Does the concern about being a burden originate from the person or is it generated by subtle or not so subtle messages from family, friends and caregivers - including physicians - who find the person to be a burden or a nuisance or just taking too long to die?

Elder law expert Margaret Dore comments:

In both Washington and Oregon, the official reporting forms include a check-the-box question with seven possible "concerns" that contributed to the lethal dose request. These concerns include the patient's feeling that he was a "burden."
The prescribing doctor is instructed: "Please check 'yes,' 'no,' or 'don't know' depending on whether or not you believe that a concern contributed to the request."
 In other states, a person being described as a "burden" is a warning sign of abuse. For example, Sarah Scott of Idaho Adult Protection Services describes the following "warning sign": "Suspect behavior by the caregiver . . . [d]escribes the vulnerable adult as a burden or nuisance."
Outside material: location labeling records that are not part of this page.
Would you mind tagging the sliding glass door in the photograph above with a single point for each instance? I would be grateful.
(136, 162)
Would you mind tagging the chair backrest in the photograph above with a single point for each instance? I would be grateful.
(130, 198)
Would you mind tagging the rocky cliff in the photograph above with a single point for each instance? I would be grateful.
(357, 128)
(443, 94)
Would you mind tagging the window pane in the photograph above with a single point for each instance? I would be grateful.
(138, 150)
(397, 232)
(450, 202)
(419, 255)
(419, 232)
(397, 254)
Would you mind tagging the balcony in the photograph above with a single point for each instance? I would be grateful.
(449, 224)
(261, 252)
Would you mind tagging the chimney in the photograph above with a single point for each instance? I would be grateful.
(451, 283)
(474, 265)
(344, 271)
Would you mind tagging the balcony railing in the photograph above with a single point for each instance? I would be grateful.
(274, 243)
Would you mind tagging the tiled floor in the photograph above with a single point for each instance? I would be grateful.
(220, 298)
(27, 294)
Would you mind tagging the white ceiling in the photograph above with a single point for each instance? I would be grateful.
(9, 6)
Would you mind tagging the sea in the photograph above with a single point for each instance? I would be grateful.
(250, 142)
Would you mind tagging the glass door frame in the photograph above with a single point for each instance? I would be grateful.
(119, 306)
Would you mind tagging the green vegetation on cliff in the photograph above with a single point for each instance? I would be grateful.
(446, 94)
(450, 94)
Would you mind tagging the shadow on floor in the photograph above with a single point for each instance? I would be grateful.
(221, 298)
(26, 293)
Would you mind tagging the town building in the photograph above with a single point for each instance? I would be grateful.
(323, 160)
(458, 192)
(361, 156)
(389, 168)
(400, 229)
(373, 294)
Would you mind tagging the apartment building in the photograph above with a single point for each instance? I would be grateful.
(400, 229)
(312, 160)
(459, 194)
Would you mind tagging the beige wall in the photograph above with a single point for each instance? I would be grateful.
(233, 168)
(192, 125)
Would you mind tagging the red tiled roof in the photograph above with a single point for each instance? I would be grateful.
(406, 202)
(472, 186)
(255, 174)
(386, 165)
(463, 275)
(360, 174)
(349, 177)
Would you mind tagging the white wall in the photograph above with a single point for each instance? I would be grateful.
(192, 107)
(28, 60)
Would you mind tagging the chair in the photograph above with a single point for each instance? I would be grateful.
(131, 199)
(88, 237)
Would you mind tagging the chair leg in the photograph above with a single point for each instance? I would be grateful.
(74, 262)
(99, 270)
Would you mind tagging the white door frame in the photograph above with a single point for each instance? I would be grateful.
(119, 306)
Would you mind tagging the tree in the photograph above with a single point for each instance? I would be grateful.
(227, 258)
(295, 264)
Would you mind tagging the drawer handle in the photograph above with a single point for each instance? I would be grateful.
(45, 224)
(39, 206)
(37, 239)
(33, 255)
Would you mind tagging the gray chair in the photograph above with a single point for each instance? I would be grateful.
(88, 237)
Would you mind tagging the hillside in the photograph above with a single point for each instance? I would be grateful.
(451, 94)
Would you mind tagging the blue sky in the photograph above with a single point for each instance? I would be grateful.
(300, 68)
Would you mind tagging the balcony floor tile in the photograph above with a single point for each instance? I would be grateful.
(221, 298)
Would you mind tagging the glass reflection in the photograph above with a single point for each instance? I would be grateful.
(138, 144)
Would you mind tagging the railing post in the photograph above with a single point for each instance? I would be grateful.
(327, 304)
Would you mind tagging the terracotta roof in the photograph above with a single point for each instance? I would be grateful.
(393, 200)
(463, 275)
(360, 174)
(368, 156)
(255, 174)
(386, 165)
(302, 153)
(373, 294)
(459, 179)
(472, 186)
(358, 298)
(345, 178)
The recommendation is that when such "warning signs" exist, a report should be made to law enforcement and/or to the local adult protective services provider.
Washington and Oregon, by contrast, instruct its doctors to check a "burden" box. Washington and Oregon promote the idea that its citizens are burdens, which justifies the prescription of lethal drugs to kill them. Washington's and Oregon's Acts do not promote patient "control," but officially sanctioned abuse of vulnerable adults.

Short relationship with attending physicians

The Oregon statute specifies that lethal prescriptions only be written by a person’s “attending physician” who is defined as “the physician who has primary responsibility for the care of the patient and treatment of the patient's terminal disease.”
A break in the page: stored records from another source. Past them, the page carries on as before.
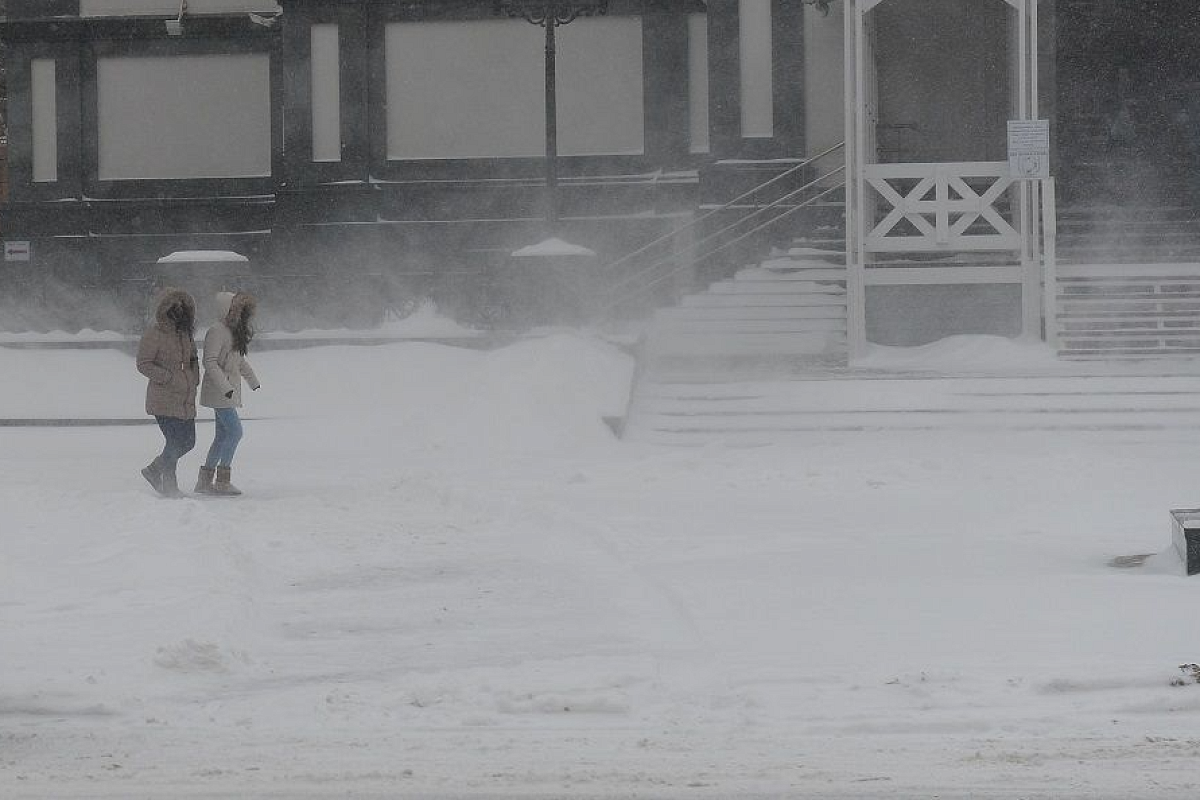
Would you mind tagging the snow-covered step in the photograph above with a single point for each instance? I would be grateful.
(768, 286)
(765, 272)
(751, 326)
(766, 299)
(733, 313)
(747, 344)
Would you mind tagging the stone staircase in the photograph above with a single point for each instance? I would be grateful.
(785, 312)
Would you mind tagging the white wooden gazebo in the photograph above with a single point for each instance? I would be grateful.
(978, 220)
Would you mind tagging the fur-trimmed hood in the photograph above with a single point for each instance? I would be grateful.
(168, 298)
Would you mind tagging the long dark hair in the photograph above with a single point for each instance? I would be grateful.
(240, 326)
(181, 317)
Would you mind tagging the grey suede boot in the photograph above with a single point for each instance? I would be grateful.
(204, 480)
(221, 485)
(153, 473)
(169, 483)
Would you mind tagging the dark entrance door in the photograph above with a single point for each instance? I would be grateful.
(1128, 102)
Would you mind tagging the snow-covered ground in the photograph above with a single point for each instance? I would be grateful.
(448, 578)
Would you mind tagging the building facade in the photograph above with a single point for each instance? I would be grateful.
(334, 140)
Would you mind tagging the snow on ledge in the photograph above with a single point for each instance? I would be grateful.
(964, 353)
(552, 247)
(196, 256)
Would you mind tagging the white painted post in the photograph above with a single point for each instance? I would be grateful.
(1050, 262)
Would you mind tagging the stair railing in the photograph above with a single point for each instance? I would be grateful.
(640, 282)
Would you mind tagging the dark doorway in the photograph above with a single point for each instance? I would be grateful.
(1128, 106)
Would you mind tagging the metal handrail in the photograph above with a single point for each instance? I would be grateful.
(616, 299)
(730, 204)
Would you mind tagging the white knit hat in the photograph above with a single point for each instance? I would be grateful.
(223, 299)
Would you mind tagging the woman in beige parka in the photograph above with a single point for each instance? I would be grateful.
(225, 366)
(167, 358)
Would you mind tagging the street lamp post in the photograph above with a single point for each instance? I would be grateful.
(550, 14)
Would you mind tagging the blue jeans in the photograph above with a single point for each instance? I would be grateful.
(180, 435)
(227, 437)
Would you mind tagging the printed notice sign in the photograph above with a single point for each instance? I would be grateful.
(1029, 149)
(16, 251)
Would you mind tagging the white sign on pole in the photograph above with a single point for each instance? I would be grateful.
(1029, 149)
(16, 251)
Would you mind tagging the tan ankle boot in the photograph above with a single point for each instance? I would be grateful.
(221, 485)
(204, 481)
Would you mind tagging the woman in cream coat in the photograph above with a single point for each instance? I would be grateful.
(225, 366)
The data indicates that in some cases doctors have had a relationship with the patient of less than one week’s duration and that in 2017, in half the cases the doctor-patient relationship was of 10 weeks duration or less.

A total of 92 physicians wrote 218 prescriptions during 2017 (129 prescriptions per physician).

Taken together this data suggests that there are some doctors in Oregon very willing to write prescriptions for lethal substances for patients they barely know. One doctor in 2017 was writing a prescription for a lethal dose more frequently than once a fortnight (29 times in a year).

Who administers the lethal medication?

In 2017 either the prescribing physician (16.78%) or another healthcare provider (16.78%) was known to be present at the time the lethal medication was ingested. For the remaining two out of three (66.43%) people there was no physician or other healthcare provider known to be present at the time of ingestion.

In other words for two out of three cases there is no independent evidence that the person took the lethal medication voluntarily. It may well have been administered to them by a family member or other person under duress, surreptitiously or violently. We can never know.

Increase in suicide rate

Proponents have claimed that legalising physician assisted suicide would actually prevent, or at least delay, suicides by giving those faced with a terminal illness an assurance that the means for obtaining  peaceful death was legally available. However, a study of comparative rates of suicide in US states found that for the states, like Oregon and Washington, which had legalised physician assisted suicide there is an increase in the overall suicide rate of 6.3% compared to all other states and of the suicide rate of those aged 65 and over of 14.5%. There is no reduction in either the rate of non-assisted suicides or in the mean age of suicide.